Audio-Visual Large Language Models process sound and image together but default to vision when the two conflict, according to a new study published on ArXiv — the first mechanistic interpretability analysis of its kind applied to multimodal AI systems.
Researchers examined how audio and visual signals travel and merge through the layers of an AVLLM, tracing the path from raw input to final text output. Their central finding: audio information is genuinely present inside these models at intermediate layers, but it gets crowded out before it reaches the text-generation stage.
Audio Is There — It Just Gets Ignored
Using probing analyses — a technique that tests what information is encoded at different points inside a neural network — the researchers confirmed that useful audio representations exist in the model's intermediate layers. The model is not deaf. It processes sound and builds meaningful internal representations of it.
The problem emerges in the deeper fusion layers, where audio and visual streams combine before the model generates text. At that stage, visual representations dominate, systematically suppressing audio cues. When audio and visual signals agree, this bias is invisible. When they conflict, the model sides with its eyes.
Useful latent audio information is present, but deeper fusion layers disproportionately privilege visual representations that tend to suppress audio cues.
This distinction matters practically. A model evaluating a video clip where a speaker's words contradict an on-screen caption, or where background sound signals danger invisible to the camera, would likely miss the audio signal entirely — even though it technically processed it.
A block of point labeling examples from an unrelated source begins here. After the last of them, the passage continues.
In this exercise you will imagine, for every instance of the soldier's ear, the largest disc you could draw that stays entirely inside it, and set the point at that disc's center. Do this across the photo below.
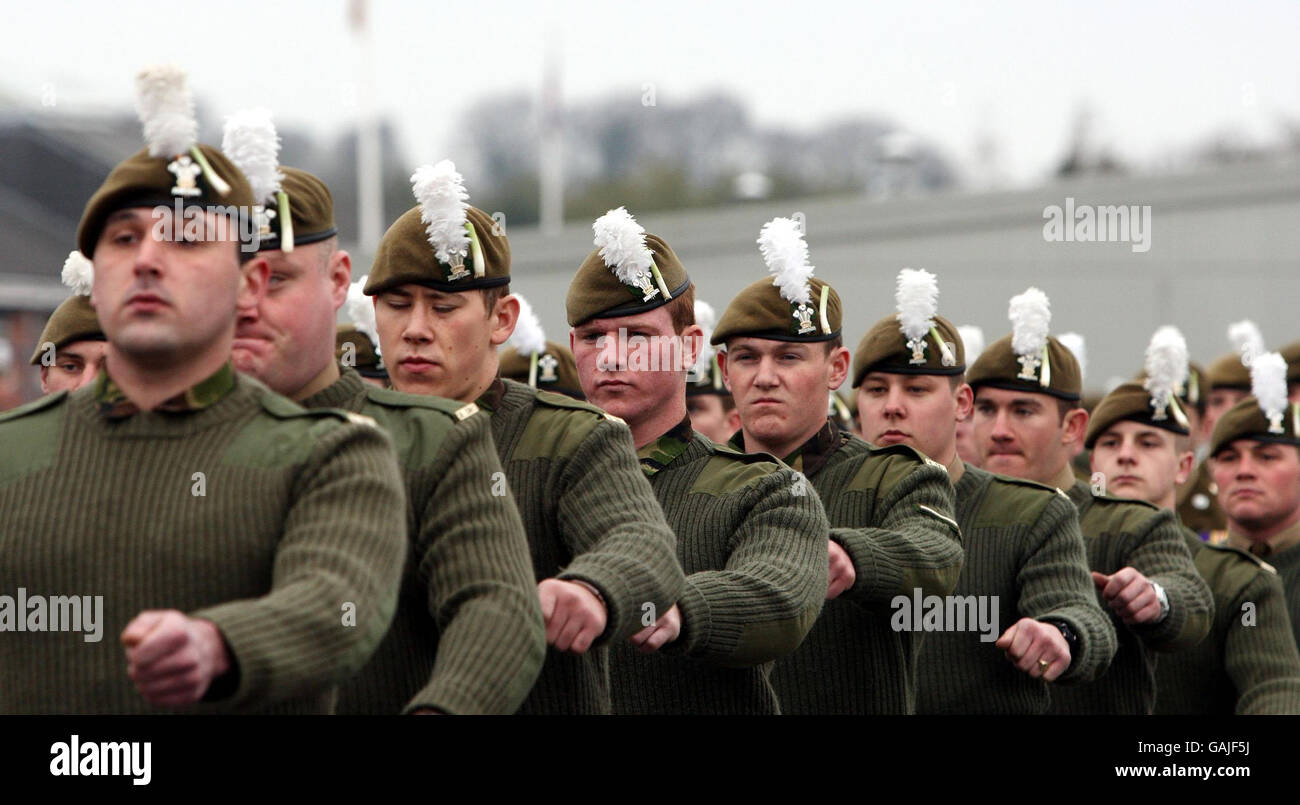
(254, 280)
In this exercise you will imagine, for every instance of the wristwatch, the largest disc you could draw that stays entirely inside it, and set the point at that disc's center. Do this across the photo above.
(1164, 601)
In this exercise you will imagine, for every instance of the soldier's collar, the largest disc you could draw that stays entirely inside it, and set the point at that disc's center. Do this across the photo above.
(492, 397)
(1264, 549)
(813, 454)
(115, 405)
(662, 451)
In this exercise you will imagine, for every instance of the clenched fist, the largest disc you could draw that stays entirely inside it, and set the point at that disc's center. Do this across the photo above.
(575, 615)
(173, 658)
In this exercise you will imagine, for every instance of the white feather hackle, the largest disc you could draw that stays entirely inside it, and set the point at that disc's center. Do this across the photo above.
(787, 256)
(1031, 315)
(442, 197)
(622, 243)
(1269, 382)
(528, 337)
(1246, 338)
(78, 273)
(165, 108)
(917, 297)
(1166, 364)
(252, 145)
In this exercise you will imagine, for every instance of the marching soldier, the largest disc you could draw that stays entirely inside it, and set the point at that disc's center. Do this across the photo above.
(749, 537)
(602, 552)
(1139, 437)
(1255, 461)
(1229, 381)
(1027, 418)
(467, 636)
(891, 510)
(70, 350)
(245, 553)
(1022, 542)
(534, 360)
(711, 407)
(356, 343)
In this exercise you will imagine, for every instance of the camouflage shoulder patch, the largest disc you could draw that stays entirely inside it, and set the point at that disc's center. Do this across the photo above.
(48, 401)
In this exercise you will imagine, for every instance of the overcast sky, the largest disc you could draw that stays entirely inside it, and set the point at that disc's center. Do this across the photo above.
(1158, 76)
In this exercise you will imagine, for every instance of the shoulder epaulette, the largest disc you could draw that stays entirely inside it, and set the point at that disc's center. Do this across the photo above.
(745, 458)
(37, 405)
(1244, 554)
(390, 398)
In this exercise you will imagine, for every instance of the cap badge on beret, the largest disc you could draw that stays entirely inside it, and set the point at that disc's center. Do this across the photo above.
(917, 297)
(1166, 372)
(622, 243)
(252, 145)
(443, 203)
(787, 256)
(165, 107)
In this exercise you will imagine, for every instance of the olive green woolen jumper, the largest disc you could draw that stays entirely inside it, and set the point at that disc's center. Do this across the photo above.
(295, 519)
(468, 633)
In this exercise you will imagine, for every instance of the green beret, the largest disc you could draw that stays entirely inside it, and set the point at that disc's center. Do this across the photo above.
(1291, 354)
(1000, 367)
(884, 349)
(759, 311)
(73, 320)
(551, 369)
(597, 291)
(407, 258)
(1229, 372)
(1131, 402)
(364, 354)
(311, 208)
(1247, 420)
(144, 181)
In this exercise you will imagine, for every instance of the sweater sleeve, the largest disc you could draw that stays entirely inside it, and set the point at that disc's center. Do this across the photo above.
(473, 559)
(342, 550)
(1260, 656)
(762, 605)
(615, 527)
(1054, 584)
(1160, 554)
(914, 542)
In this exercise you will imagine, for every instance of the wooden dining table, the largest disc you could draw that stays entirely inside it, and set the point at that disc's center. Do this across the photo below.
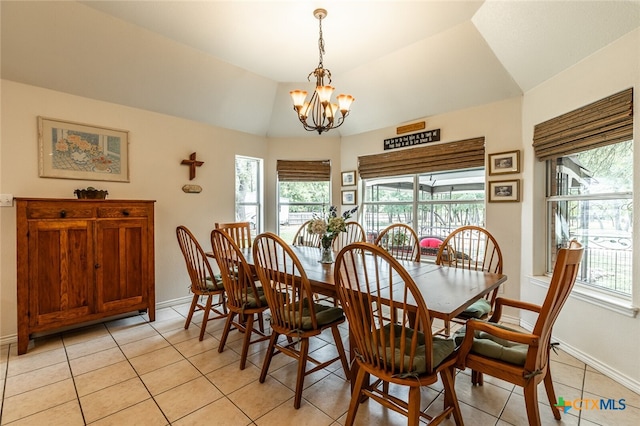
(447, 291)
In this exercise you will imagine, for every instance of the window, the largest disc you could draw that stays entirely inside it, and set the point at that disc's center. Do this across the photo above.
(589, 157)
(249, 192)
(304, 189)
(590, 199)
(444, 191)
(441, 202)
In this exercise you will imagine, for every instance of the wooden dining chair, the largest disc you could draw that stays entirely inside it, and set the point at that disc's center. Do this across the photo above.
(401, 241)
(396, 346)
(240, 232)
(518, 357)
(305, 238)
(203, 282)
(471, 247)
(293, 311)
(354, 232)
(245, 300)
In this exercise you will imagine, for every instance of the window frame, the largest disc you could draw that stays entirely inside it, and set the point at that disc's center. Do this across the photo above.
(258, 205)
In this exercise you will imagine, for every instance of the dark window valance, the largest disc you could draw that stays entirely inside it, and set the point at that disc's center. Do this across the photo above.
(303, 171)
(605, 122)
(463, 154)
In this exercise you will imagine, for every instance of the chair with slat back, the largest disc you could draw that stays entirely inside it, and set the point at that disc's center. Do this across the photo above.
(293, 312)
(472, 247)
(391, 335)
(519, 357)
(244, 299)
(240, 232)
(354, 233)
(401, 241)
(203, 282)
(305, 238)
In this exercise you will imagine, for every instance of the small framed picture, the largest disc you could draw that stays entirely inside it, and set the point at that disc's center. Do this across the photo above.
(504, 190)
(504, 163)
(69, 150)
(349, 197)
(349, 178)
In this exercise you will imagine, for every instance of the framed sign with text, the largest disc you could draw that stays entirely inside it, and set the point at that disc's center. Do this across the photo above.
(412, 139)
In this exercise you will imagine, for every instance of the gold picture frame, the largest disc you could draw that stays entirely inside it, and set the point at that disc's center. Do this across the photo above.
(503, 163)
(349, 178)
(504, 191)
(68, 150)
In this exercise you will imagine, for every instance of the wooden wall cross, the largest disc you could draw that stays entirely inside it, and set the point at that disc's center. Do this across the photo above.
(192, 163)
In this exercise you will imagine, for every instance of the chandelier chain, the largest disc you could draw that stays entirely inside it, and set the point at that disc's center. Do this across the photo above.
(320, 44)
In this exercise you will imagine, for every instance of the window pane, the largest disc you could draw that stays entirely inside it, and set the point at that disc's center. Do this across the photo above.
(591, 200)
(298, 201)
(443, 201)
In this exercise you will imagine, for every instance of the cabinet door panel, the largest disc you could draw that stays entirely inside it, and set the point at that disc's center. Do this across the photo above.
(121, 253)
(60, 266)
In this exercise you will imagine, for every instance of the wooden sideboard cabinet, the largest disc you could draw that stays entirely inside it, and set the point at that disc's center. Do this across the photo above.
(82, 260)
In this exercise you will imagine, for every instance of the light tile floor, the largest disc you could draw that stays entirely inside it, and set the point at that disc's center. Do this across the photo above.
(130, 371)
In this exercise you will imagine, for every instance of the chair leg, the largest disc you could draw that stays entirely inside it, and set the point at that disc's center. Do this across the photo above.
(476, 378)
(268, 356)
(341, 353)
(248, 330)
(192, 309)
(225, 332)
(302, 366)
(448, 377)
(355, 397)
(205, 317)
(551, 394)
(261, 322)
(531, 402)
(413, 412)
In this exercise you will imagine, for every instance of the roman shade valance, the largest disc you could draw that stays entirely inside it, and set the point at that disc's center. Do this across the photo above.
(303, 171)
(605, 122)
(463, 154)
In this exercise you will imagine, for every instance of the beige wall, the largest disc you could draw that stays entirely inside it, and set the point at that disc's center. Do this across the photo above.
(157, 145)
(606, 339)
(500, 124)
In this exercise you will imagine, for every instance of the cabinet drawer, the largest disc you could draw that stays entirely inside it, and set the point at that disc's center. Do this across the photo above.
(123, 211)
(59, 212)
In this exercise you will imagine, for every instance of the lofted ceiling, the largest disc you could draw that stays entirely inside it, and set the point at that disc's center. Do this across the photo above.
(232, 63)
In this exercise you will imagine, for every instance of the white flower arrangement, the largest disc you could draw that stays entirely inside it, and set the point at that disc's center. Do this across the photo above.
(331, 225)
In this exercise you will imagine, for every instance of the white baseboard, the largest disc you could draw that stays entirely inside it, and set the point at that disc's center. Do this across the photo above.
(13, 338)
(594, 363)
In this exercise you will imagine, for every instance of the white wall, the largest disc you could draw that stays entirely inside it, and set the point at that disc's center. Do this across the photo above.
(605, 339)
(499, 123)
(158, 143)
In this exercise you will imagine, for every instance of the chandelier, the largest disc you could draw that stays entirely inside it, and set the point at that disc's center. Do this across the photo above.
(320, 114)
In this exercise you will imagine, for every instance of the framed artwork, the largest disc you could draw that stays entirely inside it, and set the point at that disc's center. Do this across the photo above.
(504, 190)
(349, 197)
(349, 178)
(504, 163)
(68, 150)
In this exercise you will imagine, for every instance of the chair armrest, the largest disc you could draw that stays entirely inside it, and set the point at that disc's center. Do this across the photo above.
(474, 325)
(501, 301)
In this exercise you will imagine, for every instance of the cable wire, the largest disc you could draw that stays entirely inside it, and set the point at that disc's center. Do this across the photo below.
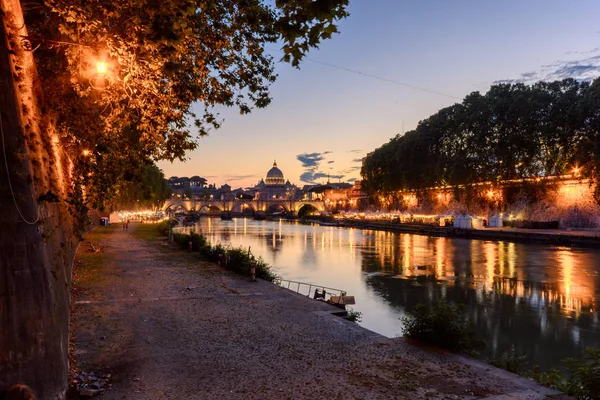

The Training Problem Behind the Bias
The researchers traced the imbalance back to how AVLLMs are built. Most are constructed by extending an existing vision-language model (VLM) — trained on image-text pairs — with additional audio capabilities. The study found that the AVLLM's audio behaviour closely mirrors that of its vision-language base model, suggesting that the audio fine-tuning stage does not substantially realign the model's internal priorities.
In plain terms: the model was trained to see first, and adding audio on top did not override that foundation. The visual bias is not a bug introduced during audio training — it is an inherited feature that audio training failed to correct.
This has implications for how multimodal models are evaluated. Standard benchmarks typically test modalities in isolation or in cooperative settings where audio and vision reinforce one another. The study suggests these benchmarks would not catch a systematic audio suppression problem, because the bias only surfaces under conflict conditions. All benchmark results referenced in the original paper are self-reported by the research team.
What Mechanistic Interpretability Adds to the Picture
Most AI evaluation work tests what a model outputs. Mechanistic interpretability — the field this study draws from — asks what happens inside the model to produce that output. Applied to language models, it has revealed phenomena like how models store factual associations and how attention heads specialise. This study applies the same lens to multimodal systems, tracking signals layer by layer.
The approach matters because output-level testing can miss systematic internal failures. A model might answer audio-visual questions correctly in most test cases while harbouring a deep structural bias that only becomes visible under adversarial or conflicting conditions. The researchers argue that without this kind of internal analysis, developers cannot know whether audio capabilities are genuinely integrated or merely decorative.
The paper describes itself as the first mechanistic interpretability study of AVLLMs — a claim that, if accurate, marks a significant gap in prior evaluation methodology for a class of models increasingly deployed in real-world applications including video understanding, accessibility tools, and surveillance systems.
Implications for Multimodal AI Development
The findings carry direct consequences for how AVLLMs are built and tested. If audio fine-tuning leaves the visual hierarchy largely intact, developers seeking genuine audio-visual integration may need to rethink training pipelines — potentially training on more adversarial audio-visual pairs, or restructuring fusion layers to give audio signals a stronger footing before visual representations consolidate.
The study also raises questions about accountability. Products marketed as capable of understanding both sound and image may be operating primarily as vision models with an audio facade — a gap between advertised capability and actual behaviour that evaluation teams and regulators would have limited tools to detect using standard benchmarks.
The researchers have not proposed a fix, but the mechanistic framing of the problem provides a starting point: if the suppression happens in specific fusion layers, architectural changes targeting those layers become a testable hypothesis.
What This Means
AI systems marketed as audio-visual may be far more visually biased than their benchmarks reveal — and developers building on vision-language base models should treat genuine audio integration as an open engineering problem, not a solved one.